Documentation
¶
Overview ¶
Package memory implements the Memory Manager for Orla's agentic serving layer. It owns the KV cache lifecycle across workflow stage transitions, making cache preserve/flush decisions based on workflow-level signals that are invisible to request-level serving systems.
Index ¶
- type BackendCacheEntry
- type CacheAction
- type CacheActionType
- type CacheController
- type DefaultManager
- func (m *DefaultManager) ClearInflight(backend, requestID string)
- func (m *DefaultManager) DeregisterWorkflow(workflowID string)
- func (m *DefaultManager) OnMemoryPressure(_ context.Context, backend string, pressure float64) []CacheAction
- func (m *DefaultManager) OnTransition(ctx context.Context, signal StageTransition) CacheAction
- func (m *DefaultManager) RecordInflight(req InflightRequest)
- func (m *DefaultManager) RegisterCacheController(backend string, cc CacheController)
- func (m *DefaultManager) RegisterWorkflow(workflowID string)
- func (m *DefaultManager) StartPressureMonitor(ctx context.Context, backendsFn func() []string, interval time.Duration)
- type DefaultManagerConfig
- type FlushAtBoundaryPolicy
- type FlushUnderPressurePolicy
- type InflightRequest
- type Manager
- type MemoryStats
- type Policy
- type PolicyChain
- type PreserveOnSmallIncrementPolicy
- type SGLangCacheController
- type StageState
- type StageStatus
- type StageTransition
- type Tracker
- func (t *Tracker) ActiveWorkflowIDs() []string
- func (t *Tracker) ClearInflight(backend, requestID string)
- func (t *Tracker) DeregisterWorkflow(workflowID string)
- func (t *Tracker) GetWorkflow(workflowID string) *WorkflowState
- func (t *Tracker) InflightOnBackend(backend string) int
- func (t *Tracker) InflightWorkflowsOnBackend(backend string) map[string]struct{}
- func (t *Tracker) LastStageOnBackend(workflowID, backend string) *StageState
- func (t *Tracker) MarkBackendFlushed(workflowID, backend string)
- func (t *Tracker) OnStageComplete(signal StageTransition)
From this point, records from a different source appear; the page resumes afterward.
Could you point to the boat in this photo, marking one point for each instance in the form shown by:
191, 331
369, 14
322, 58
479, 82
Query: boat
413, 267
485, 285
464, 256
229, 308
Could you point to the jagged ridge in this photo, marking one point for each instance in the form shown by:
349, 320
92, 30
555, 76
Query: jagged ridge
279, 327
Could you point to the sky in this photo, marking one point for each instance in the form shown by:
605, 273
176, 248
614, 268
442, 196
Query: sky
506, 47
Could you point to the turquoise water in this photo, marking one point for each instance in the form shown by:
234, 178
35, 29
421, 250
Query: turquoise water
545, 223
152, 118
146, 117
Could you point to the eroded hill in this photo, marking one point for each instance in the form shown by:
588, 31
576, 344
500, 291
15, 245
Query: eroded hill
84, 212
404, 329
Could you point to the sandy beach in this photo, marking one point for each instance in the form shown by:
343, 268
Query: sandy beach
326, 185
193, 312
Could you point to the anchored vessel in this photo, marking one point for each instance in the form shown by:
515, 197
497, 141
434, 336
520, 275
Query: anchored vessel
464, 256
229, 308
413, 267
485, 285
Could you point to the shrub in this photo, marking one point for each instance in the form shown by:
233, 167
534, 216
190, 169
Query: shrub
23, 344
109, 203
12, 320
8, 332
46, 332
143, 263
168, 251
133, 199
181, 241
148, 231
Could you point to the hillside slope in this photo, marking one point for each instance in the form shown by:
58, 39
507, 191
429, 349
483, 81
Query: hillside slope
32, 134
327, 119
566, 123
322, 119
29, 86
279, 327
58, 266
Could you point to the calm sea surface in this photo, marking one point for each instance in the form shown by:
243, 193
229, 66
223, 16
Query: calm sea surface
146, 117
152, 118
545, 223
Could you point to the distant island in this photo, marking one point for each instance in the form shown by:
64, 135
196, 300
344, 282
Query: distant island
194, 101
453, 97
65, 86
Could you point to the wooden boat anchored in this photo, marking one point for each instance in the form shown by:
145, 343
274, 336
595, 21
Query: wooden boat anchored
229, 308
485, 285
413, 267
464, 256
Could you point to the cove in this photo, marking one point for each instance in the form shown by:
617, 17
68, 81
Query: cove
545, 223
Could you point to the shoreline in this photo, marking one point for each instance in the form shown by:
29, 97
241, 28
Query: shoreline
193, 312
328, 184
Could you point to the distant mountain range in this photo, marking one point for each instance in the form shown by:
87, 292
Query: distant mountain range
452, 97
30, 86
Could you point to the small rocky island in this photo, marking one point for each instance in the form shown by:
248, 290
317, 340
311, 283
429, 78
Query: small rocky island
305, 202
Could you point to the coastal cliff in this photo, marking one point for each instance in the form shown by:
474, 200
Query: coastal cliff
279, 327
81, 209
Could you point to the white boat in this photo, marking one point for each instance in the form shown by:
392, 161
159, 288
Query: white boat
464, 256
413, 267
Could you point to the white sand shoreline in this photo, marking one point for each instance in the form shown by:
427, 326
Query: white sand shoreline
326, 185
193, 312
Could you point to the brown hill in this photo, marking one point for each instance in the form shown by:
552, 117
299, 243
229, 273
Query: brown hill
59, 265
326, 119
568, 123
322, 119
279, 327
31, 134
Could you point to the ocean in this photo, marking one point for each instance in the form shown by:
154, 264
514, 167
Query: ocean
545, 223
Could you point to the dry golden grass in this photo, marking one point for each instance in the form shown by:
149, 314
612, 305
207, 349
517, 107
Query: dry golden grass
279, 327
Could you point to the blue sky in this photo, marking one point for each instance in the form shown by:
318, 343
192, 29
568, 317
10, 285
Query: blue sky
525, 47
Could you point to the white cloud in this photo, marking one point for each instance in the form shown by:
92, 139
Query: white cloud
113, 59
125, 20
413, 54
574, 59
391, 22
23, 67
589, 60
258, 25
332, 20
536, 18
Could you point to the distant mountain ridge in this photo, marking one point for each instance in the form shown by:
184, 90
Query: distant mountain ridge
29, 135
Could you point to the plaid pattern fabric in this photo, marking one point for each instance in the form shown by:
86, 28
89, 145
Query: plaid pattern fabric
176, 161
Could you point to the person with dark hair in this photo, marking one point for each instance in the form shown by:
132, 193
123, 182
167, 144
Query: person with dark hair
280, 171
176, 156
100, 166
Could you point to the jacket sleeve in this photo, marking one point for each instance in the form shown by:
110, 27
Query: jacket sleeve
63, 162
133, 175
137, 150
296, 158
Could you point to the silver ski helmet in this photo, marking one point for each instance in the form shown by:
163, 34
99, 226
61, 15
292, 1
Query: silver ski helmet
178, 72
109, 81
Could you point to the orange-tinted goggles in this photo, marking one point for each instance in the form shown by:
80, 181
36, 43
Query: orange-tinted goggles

- func (t *Tracker) OnStageStart(signal StageTransition)
- func (t *Tracker) RecordInflight(req InflightRequest)
- func (t *Tracker) RegisterWorkflow(workflowID string)
- func (t *Tracker) WorkflowsWithPreservedCacheOnBackend(backend string) []string
- type TransitionType
- type WorkflowState
Constants ¶
This section is empty.
Variables ¶
This section is empty.
Functions ¶
This section is empty.
Types ¶
type BackendCacheEntry ¶
type BackendCacheEntry struct {
Backend string
Model string
Tokens int
Preserved bool
LastUpdate time.Time
}
BackendCacheEntry tracks a workflow's cache footprint on a specific backend.
type CacheAction ¶
type CacheAction struct {
Type CacheActionType
WorkflowID string
Backend string
Reason string
}
CacheAction is the Memory Manager's response to a stage transition signal.
type CacheActionType ¶
type CacheActionType string
CacheActionType is the action the Memory Manager instructs the backend executor to take.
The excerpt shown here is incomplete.